La violence politique en Guyane remonte à la lutte du pays pour l'indépendance dans les années 1960 lorsque, selon des documents déclassifiés de la CIA, les États-Unis ont lancé une campagne de troubles civils pour empêcher un dirigeant marxiste indo-guyanais, Cheddi Jagan, de prendre le pouvoir. Des centaines d'Indo-Guyanais sont morts dans les violences et des dizaines de milliers ont fui le pays.
La violence a de nouveau éclaté au début des années 2000 lorsque plus de 400 personnes, pour la plupart des Guyanais noirs, sont mortes dans des batailles de rue entre des bandes criminelles affiliées aux principaux partis politiques et aux forces de sécurité.
Les meurtres des trois adolescents rouvrent ces blessures historiques.
Les Henry, qui étaient cousins, avaient disparu samedi en se rendant dans les champs voisins pour cueillir des noix de coco. Leurs corps ont été retrouvés le lendemain avec de multiples lacérations, a indiqué la police. Un «X» a été coupé à l'arrière de la tête et du front d'Isaïe, tandis que la poitrine de Joel était ouverte.
Mercredi, des manifestants ont tendu une embuscade au jeune homme indo-guyanais, Haresh Singh, le battant à mort et mettant le feu à sa moto, a déclaré sa famille.
Bordé par le Venezuela à l'ouest et le Brésil au sud, le Guyana est l'un des pays les plus pauvres d'Amérique du Sud. Mais avec le ruissellement actuel de pétrole, la production du Guyana devrait atteindre 1,1 million de barils d'ici 2030, selon les estimations du cabinet de conseil Rystad Energy, et les revenus pétroliers par habitant rivaliseraient avec ceux de certains États du Golfe.

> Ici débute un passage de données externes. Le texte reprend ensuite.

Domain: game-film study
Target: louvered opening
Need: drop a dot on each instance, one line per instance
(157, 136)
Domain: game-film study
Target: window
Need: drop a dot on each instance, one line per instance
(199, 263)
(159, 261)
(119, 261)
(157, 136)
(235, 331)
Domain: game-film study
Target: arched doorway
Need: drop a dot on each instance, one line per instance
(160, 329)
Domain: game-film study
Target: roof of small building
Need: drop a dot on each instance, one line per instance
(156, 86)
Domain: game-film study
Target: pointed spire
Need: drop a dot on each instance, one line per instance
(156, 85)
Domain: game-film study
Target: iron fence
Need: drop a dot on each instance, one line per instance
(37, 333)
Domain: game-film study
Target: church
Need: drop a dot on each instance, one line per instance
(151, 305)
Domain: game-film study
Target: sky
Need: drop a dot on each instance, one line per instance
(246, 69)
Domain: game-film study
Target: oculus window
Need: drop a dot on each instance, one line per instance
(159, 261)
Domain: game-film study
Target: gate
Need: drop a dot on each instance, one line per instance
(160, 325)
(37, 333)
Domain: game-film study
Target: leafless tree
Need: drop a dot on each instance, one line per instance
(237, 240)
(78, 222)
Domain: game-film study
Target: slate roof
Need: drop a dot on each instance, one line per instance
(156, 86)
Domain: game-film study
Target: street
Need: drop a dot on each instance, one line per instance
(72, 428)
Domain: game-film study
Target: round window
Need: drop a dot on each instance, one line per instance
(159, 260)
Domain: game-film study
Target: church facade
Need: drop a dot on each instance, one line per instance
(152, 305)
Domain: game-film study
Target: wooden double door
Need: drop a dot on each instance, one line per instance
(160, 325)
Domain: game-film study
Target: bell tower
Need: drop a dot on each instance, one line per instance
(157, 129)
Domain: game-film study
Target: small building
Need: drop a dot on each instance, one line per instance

De nombreux chefs d'entreprise et citoyens du Guyana espèrent que la paix réside dans la richesse pétrolière naissante du pays, déclenchant une croissance économique qui soulèvera tous les bateaux.
Pourtant, neuf mois après le début de la production pétrolière, les fruits de la richesse pétrolière ont été largement limités à quelques communautés haut de gamme et à des développements hôteliers. Situés à 160 km au large des côtes guyanaises, les puits de pétrole génèrent peu d'emplois locaux et emploient principalement des experts étrangers. Même leurs repas sont pour la plupart importés.
En revanche, les principales sources d'emploi du pays - la construction, l'agriculture et la pêche - ont été battues par la pandémie et la crise politique. Les prêts bancaires, indicateur de la confiance économique, ont à peine augmenté cette année, alors même que la production pétrolière a explosé.
Plutôt que de rapprocher le pays, certains Guyanais craignent que le pétrole ne suscite des ressentiments de longue date et ne le divise davantage.
Mardi, des manifestants dans un village appelé Number Twenty Eight ont incendié un salon de coiffure appartenant à un Indo-Guyanais, Kevin Pitam.
«Je suis toujours sous le choc et blessé - c'était ma seule source de revenus», a déclaré M. Pitam. «Je suis bien avec tout le monde et nous nous entendons bien.»
Alors que les troubles se répandent, les familles des victimes craignent que les tensions raciales éclipsent leur revendication de justice.
"Ce n'est pas une question de race ou de religion ou de choses politiques", a déclaré Gladston Henry, le père d'Isaïe, aux journalistes. «Nous voulons que justice soit rendue pour ces jeunes, ces petits garçons qui avaient toute une vie devant eux.
«La nation ne peut pas être contre l'autre», a déclaré M. Henry, «parce que cela dure trop longtemps.»
Nafeeza Yahya-Sakur a rapporté de Cotton Tree, en Guyane, et Anatoly Kurmanaev de Mexico.